If the difference exceeds your threshold (for example, 5 minutes), trigger an alert.
Run the script from your monitoring system (Cron plus a script that exits non-zero and is picked up by your alerting, or a Datadog/Prometheus custom check that runs the script and reports a metric or event).

That approach gives you “lag” based on event timestamps in storage, not on the source server’s current position. For stricter alignment with the source, you would need to compare source binlog position to stored position; that requires querying the source (for example, SHOW BINARY LOG STATUS) and comparing to stored metadata, which is outside the scope of this document.

Alerting¶

Do not rely only on tailing logs. Alert on anomalies: stalled streaming, process down, and storage or connection failures. The following Prometheus alerting rules are examples you can add to your Prometheus or Alertmanager config.
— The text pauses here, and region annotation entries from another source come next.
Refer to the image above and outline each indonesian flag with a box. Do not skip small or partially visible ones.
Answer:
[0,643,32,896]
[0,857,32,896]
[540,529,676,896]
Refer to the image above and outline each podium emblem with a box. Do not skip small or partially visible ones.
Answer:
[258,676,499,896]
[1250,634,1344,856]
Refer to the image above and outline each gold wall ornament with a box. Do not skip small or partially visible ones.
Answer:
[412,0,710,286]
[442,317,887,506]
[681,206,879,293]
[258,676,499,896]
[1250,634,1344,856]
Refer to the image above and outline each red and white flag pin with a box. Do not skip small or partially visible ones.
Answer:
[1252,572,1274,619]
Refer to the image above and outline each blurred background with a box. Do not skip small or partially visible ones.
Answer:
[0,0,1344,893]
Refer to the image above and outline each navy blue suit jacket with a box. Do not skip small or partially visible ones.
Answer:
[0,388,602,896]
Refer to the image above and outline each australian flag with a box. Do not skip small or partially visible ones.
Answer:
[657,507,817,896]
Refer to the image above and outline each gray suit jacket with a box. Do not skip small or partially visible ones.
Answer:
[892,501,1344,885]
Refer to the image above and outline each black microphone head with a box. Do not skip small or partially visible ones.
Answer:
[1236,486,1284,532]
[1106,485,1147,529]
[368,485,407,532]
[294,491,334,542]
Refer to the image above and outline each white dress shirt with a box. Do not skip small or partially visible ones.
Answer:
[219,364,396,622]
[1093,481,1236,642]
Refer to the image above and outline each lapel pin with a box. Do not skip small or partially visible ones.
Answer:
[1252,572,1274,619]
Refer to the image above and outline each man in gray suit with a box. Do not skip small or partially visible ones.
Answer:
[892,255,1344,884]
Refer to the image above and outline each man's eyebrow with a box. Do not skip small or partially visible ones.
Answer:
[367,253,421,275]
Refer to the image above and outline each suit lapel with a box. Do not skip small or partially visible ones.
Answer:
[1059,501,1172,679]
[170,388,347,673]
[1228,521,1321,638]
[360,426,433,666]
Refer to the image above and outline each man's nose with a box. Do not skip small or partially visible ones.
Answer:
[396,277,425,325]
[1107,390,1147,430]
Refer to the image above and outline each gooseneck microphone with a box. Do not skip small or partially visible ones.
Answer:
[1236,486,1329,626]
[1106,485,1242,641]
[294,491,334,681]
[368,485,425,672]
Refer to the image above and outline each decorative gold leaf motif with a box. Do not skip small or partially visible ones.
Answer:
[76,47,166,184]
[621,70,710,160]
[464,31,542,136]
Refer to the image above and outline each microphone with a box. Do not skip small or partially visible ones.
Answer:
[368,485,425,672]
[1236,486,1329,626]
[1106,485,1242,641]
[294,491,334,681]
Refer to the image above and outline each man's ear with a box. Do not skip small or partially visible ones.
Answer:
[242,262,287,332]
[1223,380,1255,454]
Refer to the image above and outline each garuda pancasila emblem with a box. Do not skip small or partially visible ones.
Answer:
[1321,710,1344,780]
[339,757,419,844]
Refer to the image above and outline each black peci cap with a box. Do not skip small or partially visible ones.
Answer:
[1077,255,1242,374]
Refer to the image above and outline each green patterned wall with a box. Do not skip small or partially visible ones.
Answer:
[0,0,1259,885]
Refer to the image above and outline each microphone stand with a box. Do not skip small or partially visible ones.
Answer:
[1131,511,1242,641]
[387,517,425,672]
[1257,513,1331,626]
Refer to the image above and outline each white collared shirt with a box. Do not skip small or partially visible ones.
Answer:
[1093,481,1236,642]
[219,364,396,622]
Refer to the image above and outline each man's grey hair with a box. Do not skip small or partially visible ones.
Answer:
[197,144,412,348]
The metric names assume the server (or a custom exporter you run) exposes a last-flush timestamp; if your deployment does not expose that metric yet, implement an exporter that reads the latest flush time from storage metadata and exposes it, or use the binlog lag script in this page to drive a metric and alert on that.

Prometheus alert rule: streaming stalled¶

Alert when no successful flush has occurred for more than 10 minutes (streaming likely stalled or process stuck):

groups:
  - name: binlog_server
    rules:
      - alert: BinlogServerStalled
        expr: time() - binlog_server_last_flush_timestamp_seconds > 600
        for: 5m
        labels:
          severity: warning
        annotations:
          summary: "Binlog streaming has stalled for more than 10 minutes."
          description: "No flush to storage in 600+ seconds. Check process liveness, source connectivity, and storage (disk/S3) errors."

Adjust the threshold (600), for duration, and labels to match your environment. The metric binlog_server_last_flush_timestamp_seconds must be the Unix timestamp of the last successful checkpoint flush. The application does not expose this metric. Use a sidecar or cron job that reads storage metadata: for example, the modification time of the current binlog file’s .json metadata file, or the latest file’s max_timestamp (event time) converted to Unix seconds, then expose it via a Prometheus exporter or pushgateway.

Other alerts to consider¶

Process down. Alert when the Binary Log Server process or pod is not running (for example, up == 0 on the process scrape target, or Kubernetes pod not ready).
Repeated restarts. Alert when the process or container restart count increases rapidly (for example, crash loop).
Disk full or S3 write failures. Alert on log patterns or metrics that indicate storage write errors (if exposed or inferred from logs).

Summary¶

Logging. Set logger.file to "" for stdout and feed stdout into your log pipeline (journald, Docker logs, file tail, or a shipper). Use logger.level to control verbosity.
Monitoring. Watch process liveness, log messages for errors, storage growth, and (if needed) a custom “lag” check based on timestamps in storage.
Alerting. Alert on anomalies: use Prometheus rules such as BinlogServerStalled (no flush for 10+ minutes), process down, restarts, and storage errors. Do not rely on tailing logs alone.